The next day it was more of the same. After a leisurely breakfast in the cockpit, everyone grabbed their snorkel gear, and we dinghied back to the beach, where Shelly and I took turns watching a hawksbill sea turtle rooting through the sea grass. Afterward, we took turns swimming over to check out the reef at the north end of the bay.

“Gee, I don’t remember this reef being here,” Shelly said.

“Hmmm,” I said, munching on a sandwich in the shade of some trees on the edge of the beach.

Later, we dropped our mooring and sailed west to pick up Shane Cleminson, a Maryland-based wildlife photographer, originally from Zimbabwe. The wind was still up a bit, so I kept a reef in the main, and we stayed in the lee of the string of islands enclosing the north end of Pillsbury Sound. Things got a bit bumpy as we transited the Leeward Passage between St. Thomas, Thatch Cay and Hans Lollick Island. But soon we were making our way through the placid waters of Magens Bay, where we dropped the hook in 30 feet of water and hit the beach again.

By now, a pattern was emerging. No more sailing on and off our moorings. No more short tacks in confined water when the wind was on the nose. No more toughing it out under sail when the wind went light. When in doubt, we either cranked up the auxiliaries or threw in a reef. Keep the crew happy.

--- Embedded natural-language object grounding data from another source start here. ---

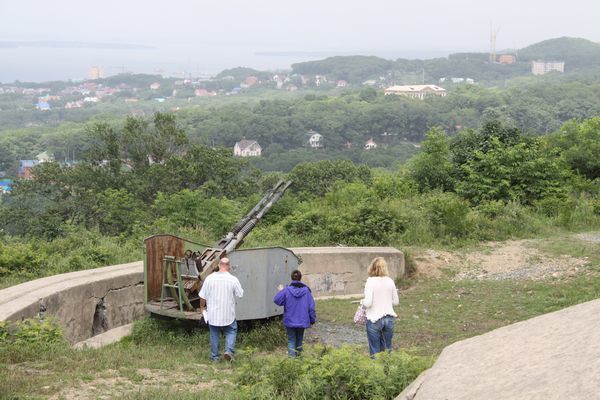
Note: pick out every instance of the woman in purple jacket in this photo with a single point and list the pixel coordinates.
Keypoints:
(298, 311)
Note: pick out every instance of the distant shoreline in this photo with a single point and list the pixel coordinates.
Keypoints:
(73, 45)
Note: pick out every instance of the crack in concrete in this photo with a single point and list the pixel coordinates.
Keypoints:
(140, 283)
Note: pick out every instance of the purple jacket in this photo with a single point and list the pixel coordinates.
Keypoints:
(298, 305)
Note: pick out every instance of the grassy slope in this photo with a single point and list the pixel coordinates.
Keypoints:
(161, 360)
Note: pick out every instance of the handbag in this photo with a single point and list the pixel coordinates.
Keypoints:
(360, 316)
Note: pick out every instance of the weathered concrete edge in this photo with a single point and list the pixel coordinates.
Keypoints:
(106, 338)
(15, 299)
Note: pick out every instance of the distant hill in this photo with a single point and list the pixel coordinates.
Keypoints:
(240, 73)
(576, 52)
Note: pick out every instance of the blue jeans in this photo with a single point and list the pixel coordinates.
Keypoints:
(230, 333)
(295, 337)
(379, 334)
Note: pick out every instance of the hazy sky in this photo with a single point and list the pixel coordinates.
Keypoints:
(207, 36)
(302, 25)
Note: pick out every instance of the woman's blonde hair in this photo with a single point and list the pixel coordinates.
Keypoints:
(378, 267)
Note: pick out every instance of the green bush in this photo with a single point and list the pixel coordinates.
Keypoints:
(326, 373)
(20, 258)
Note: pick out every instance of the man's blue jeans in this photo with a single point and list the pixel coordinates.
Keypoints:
(230, 333)
(379, 334)
(295, 337)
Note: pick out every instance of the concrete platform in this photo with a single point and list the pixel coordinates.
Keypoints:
(335, 271)
(90, 302)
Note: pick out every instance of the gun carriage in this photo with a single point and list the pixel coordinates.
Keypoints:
(174, 268)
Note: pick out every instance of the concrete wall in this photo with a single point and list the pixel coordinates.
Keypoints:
(333, 271)
(73, 298)
(87, 303)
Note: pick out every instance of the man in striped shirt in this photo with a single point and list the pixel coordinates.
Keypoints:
(217, 298)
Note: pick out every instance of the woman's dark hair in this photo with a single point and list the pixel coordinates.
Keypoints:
(296, 275)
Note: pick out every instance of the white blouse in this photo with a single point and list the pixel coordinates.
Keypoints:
(380, 297)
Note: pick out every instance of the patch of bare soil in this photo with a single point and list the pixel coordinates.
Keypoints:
(109, 387)
(514, 259)
(332, 334)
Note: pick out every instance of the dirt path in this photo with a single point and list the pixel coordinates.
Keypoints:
(514, 259)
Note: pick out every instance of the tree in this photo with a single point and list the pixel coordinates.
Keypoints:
(523, 173)
(431, 168)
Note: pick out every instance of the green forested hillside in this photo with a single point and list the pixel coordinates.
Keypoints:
(576, 52)
(146, 176)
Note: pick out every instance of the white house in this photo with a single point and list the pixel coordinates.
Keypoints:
(370, 144)
(315, 139)
(247, 148)
(416, 91)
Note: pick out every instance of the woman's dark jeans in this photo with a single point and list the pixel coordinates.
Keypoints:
(295, 337)
(380, 334)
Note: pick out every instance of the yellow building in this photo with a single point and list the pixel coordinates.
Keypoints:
(95, 73)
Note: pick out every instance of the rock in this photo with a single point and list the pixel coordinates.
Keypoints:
(553, 356)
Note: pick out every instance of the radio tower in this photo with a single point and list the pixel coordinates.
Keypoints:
(492, 44)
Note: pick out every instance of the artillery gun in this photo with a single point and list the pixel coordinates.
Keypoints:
(174, 268)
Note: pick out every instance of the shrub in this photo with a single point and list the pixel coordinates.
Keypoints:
(327, 373)
(20, 258)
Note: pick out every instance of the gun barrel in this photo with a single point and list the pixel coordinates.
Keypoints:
(256, 208)
(232, 240)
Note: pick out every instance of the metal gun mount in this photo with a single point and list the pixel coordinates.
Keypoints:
(174, 268)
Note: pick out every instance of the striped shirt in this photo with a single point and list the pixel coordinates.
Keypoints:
(219, 290)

Follow the path of least resistance, became our philosophy.

The old me—a hopeless purist—would have been appalled. But I’m a dad now, with a different set of priorities. Besides, we were all having a blast lounging in the cockpit, playing “go fish” in the spacious saloon, and using the trampoline forward as it was truly meant to be—for jumping up and down. Who was I to complain?

The next day, we headed east again, back toward St. John. By now the wind was down to less than 10 knots, and on the nose—no problem. Bridget and I just fired up those magnificent diesels, and the next thing we knew, we’d grabbed another park service mooring and were putting on our bathing suits again.

Daysailing

The next morning we went for a quick sail and then swam and relaxed the rest of the day. After that it was time to pop over to Red Hook so Shane could head back home. By now, I’d become pretty adept at slow-speed maneuvering with Mowzer’s twin engines—using them like the twin tracks on a bulldozer while keeping the rudders on centerline—so there was no problem sidling up alongside an open fuel dock to set Shane ashore.

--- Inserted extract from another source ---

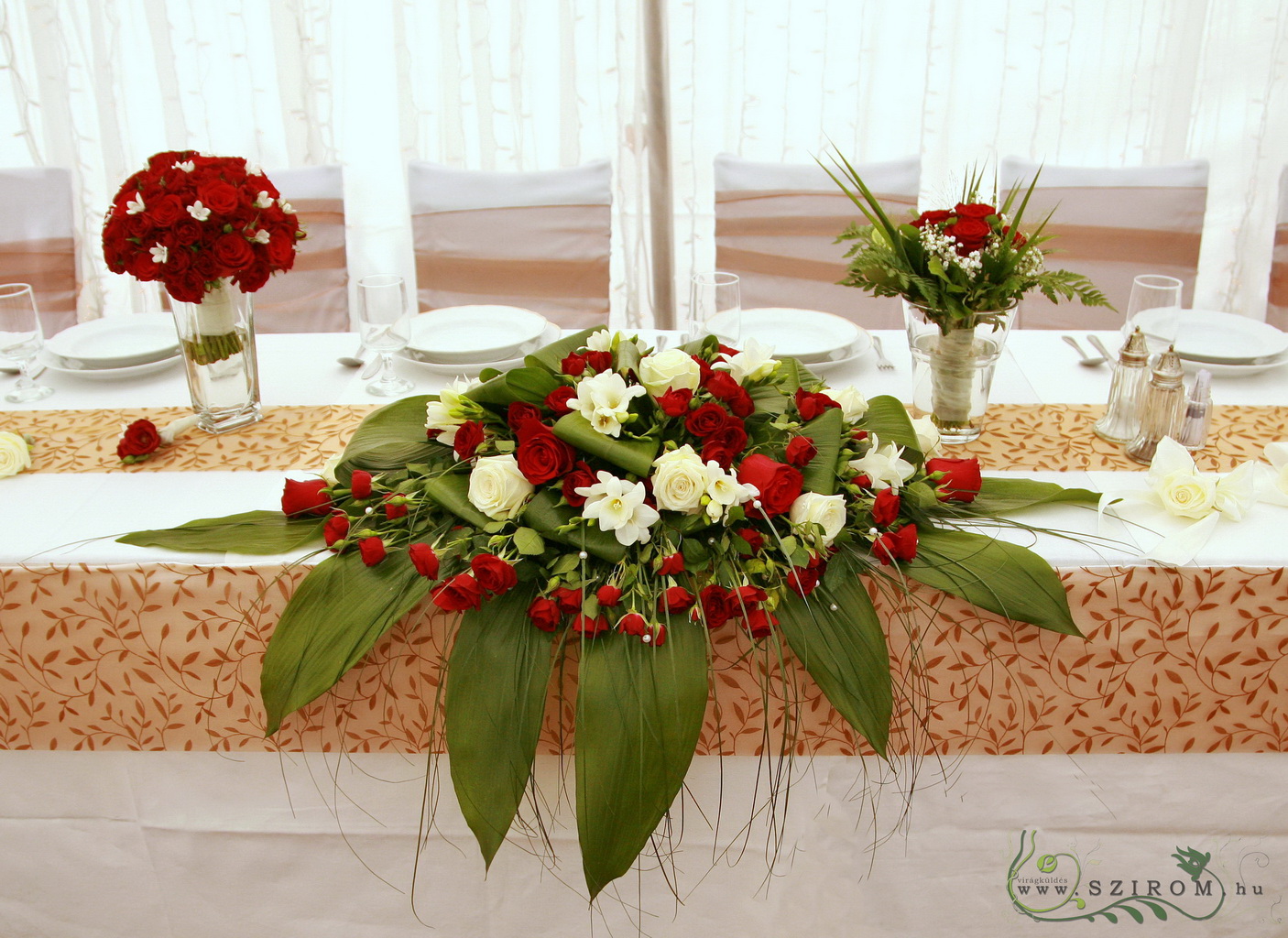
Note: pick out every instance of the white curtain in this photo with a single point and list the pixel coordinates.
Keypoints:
(97, 85)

Early on, when we were picking up our mooring in Maho Bay, I’d gotten stuck in monohull mode and kept circling around every time we missed it with the boathook. But those days were long past. Now, if things didn’t look right, all it took was a well-timed thrust to port or starboard, forward or aft, and the boat would put itself right back where it belonged.

Back on our own again, the three of us motorsailed around Cabrita Point and past Great Bay to the Christmas Cove anchorage in the lee of Great St. James Island. Because of the moderate to strong trades that day, not to mention the fact that the anchorage was a bit crowded, it took a couple of tries to get the hook set where we felt comfortable. But Mowzer’s maneuverability and shallow draft meant things stayed well in hand.

Dinghying ashore, Bridget and I promptly renamed Great St. James “Pirate Island” and set out to do some rock climbing and beach combing while Shelly went snorkeling. The drop-off midway down the beach is nothing less than spectacular—a 20-foot outcrop ending in a sandy bottom replete with sea life. There are so many friendly fish off Great St. James Island it was almost unnerving.

“How come we never…” Shelly said, with a smile.

“Yes, honey. I know,” I said, ruefully, remembering how we’d anchored here before without so much as getting our feet wet.

Relaxing on the beach we met a local charter captain and fire dancer named, appropriately enough, Fuego. Then it was back to Mowzer, where I spent a few minutes watching the boats taking part in St. Thomas Race Week through the binoculars. One of the turning marks was directly off Great St. James, which made for great viewing. After that, I dove on the anchor again and was glad to see it was exactly where we put it hours earlier, in spite of the stiff breeze. Then came dinner and another trampoline session.

Next morning we were up with the sun and set out for Charlotte Amalie soon after breakfast. In contrast to our trip out a few days earlier, there was only a slight swell as we motorsailed back down the coast. Once again, Bridget was back up at the helm, helping pick out nav aids, fast ferry boats and other obstructions—Scorpion Rock was a favorite—as we made our way back to CYOA. Taking a sharp right inside St. Thomas Harbor we motored over to the Yacht Haven Grande marina, where we topped off our fuel tanks in the company of a cruise ships, megayachts and high-octane charter fishing boats. I was pleased to see we hadn’t burned up half as much diesel as I’d expected.

Motoring around the mooring field back to CYOA headquarters over on the Frenchtown side of harbor, I found myself experiencing the bittersweet feeling that comes at the end of every successful charter. On the one hand, it’s sad knowing the fun is about to come to an end. On the other, there’s the feeling of accomplishment at a job well done. The same boat and waters that had seemed so new at the start of the trip now felt like old friends.

Better still, watching the latest round of calisthenics up on the trampoline, I could see Bridget was still having the time of her life. She had not only made it through her first charter trip, she’d loved it, and was raring for more. We had become that rarest of creatures, a happy sailing family—and I’m here to tell you, it doesn’t get any better than that.